1. Some 24 years ago Hitchens abandoned his British homeland and chose to make his life in the United States. This April, he proudly took the oath as a naturalized American citizen at the Jefferson Memorial. He has written movingly and persuasively of his love for his adopted country—despite the fact that throughout its history the people of the United States have proven notably more committed to their predominantly Christian faith than their Western European counterparts. A previous visiting journalist named Alexis de Tocqueville described America as “a nation with the soul of a church” and Hitchens conceded that to this day more Americans engage in regular prayer and Bible study than do the citizens of any other advanced Western nation. If religion indeed “poisons everything” then why has it so pointedly failed to poison the United States – producing, instead, a nation that Hitchens himself openly prefers to any other?
2. Throughout his book, Hitchens attacks “religion” in general, regularly dismissing the common fallacies he identifies in all major faiths, assaulting Islam, Christianity and Judaism with comparable gusto.
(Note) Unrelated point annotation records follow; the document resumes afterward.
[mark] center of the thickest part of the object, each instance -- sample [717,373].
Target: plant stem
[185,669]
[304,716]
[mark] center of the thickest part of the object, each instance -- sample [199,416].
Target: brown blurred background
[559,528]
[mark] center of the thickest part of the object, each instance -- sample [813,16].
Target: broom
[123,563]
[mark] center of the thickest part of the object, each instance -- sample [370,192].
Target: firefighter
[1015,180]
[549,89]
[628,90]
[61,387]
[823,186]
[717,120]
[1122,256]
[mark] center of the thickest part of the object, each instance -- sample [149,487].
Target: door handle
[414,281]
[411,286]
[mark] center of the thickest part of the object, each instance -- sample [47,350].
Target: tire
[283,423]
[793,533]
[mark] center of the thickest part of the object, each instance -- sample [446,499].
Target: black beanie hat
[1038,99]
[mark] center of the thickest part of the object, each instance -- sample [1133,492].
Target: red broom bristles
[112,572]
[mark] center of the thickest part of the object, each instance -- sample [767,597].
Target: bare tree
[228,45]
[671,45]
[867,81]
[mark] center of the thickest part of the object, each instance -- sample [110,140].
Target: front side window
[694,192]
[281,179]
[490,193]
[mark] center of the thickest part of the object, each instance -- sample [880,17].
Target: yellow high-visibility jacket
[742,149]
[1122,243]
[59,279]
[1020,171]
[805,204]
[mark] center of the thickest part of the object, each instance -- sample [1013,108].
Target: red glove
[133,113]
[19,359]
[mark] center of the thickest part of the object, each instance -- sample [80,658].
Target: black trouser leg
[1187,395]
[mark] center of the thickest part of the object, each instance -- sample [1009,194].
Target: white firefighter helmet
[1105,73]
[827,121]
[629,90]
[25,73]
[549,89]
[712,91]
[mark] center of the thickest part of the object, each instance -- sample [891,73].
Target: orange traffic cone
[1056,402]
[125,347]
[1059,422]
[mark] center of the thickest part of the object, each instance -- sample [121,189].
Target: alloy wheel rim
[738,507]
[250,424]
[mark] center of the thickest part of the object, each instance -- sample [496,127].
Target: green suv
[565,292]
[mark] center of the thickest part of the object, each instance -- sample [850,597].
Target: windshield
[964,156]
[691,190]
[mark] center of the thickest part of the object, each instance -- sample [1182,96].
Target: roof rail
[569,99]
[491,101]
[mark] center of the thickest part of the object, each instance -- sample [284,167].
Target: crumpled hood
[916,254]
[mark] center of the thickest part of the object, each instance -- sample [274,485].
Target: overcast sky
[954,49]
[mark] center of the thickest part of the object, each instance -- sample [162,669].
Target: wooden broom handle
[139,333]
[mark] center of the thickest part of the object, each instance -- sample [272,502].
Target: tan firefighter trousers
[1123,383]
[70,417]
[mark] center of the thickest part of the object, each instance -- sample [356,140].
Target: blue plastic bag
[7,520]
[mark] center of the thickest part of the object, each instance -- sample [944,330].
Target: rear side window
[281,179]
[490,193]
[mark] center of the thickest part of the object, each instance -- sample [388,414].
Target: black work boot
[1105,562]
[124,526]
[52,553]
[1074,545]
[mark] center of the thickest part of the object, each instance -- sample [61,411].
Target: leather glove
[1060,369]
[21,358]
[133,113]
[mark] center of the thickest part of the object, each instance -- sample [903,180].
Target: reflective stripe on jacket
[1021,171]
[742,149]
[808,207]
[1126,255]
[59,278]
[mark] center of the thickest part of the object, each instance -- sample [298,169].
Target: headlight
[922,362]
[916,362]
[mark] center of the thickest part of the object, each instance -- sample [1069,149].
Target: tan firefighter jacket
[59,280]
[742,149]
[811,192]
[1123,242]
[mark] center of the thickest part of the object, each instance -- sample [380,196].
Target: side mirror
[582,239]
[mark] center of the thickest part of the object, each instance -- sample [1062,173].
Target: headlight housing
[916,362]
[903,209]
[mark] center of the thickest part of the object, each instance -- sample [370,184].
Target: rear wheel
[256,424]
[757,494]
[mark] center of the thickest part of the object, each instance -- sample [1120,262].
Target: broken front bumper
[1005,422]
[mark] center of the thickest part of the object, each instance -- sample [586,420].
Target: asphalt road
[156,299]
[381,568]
In so doing, he inadvertently lets homicidal and self-destructive Islamo-Nazis off the hook: conflating today’s suicide bombings in the name Allah with medieval pogroms in the name of Jesus, or Biblical accounts of Israelite violence against the ancient Amalekites. The generalized indictment of “religion” fails to acknowledge the unique cruelty and insanity of contemporary Islamism; like leftist apologists for terrorist crimes, he takes the position that “all religions are guilty” so Muslim fanatics bear no unique culpability. In the style of Cold War skeptics who discerned an absurd moral equivalence between the United States and the Soviet Union, he ends up trivializing the monstrousness of current jihadist dogma by comparing it to Christian and Jewish teachings that produce no similarly bloody consequences in today’s world. In the same sense, he specifically likens the hideous, indefensible practice of female genital mutilation in “some animist and Muslim societies,” with the circumcision of baby boys which, unlike clitorectomy, boasts abundant defenders (and practitioners) within the modern medical community. By assailing all religions as similarly barbaric and primitive, Hitchens effectively denies the singular dangers and dementia of Islamism which he has vividly delineated in other contexts.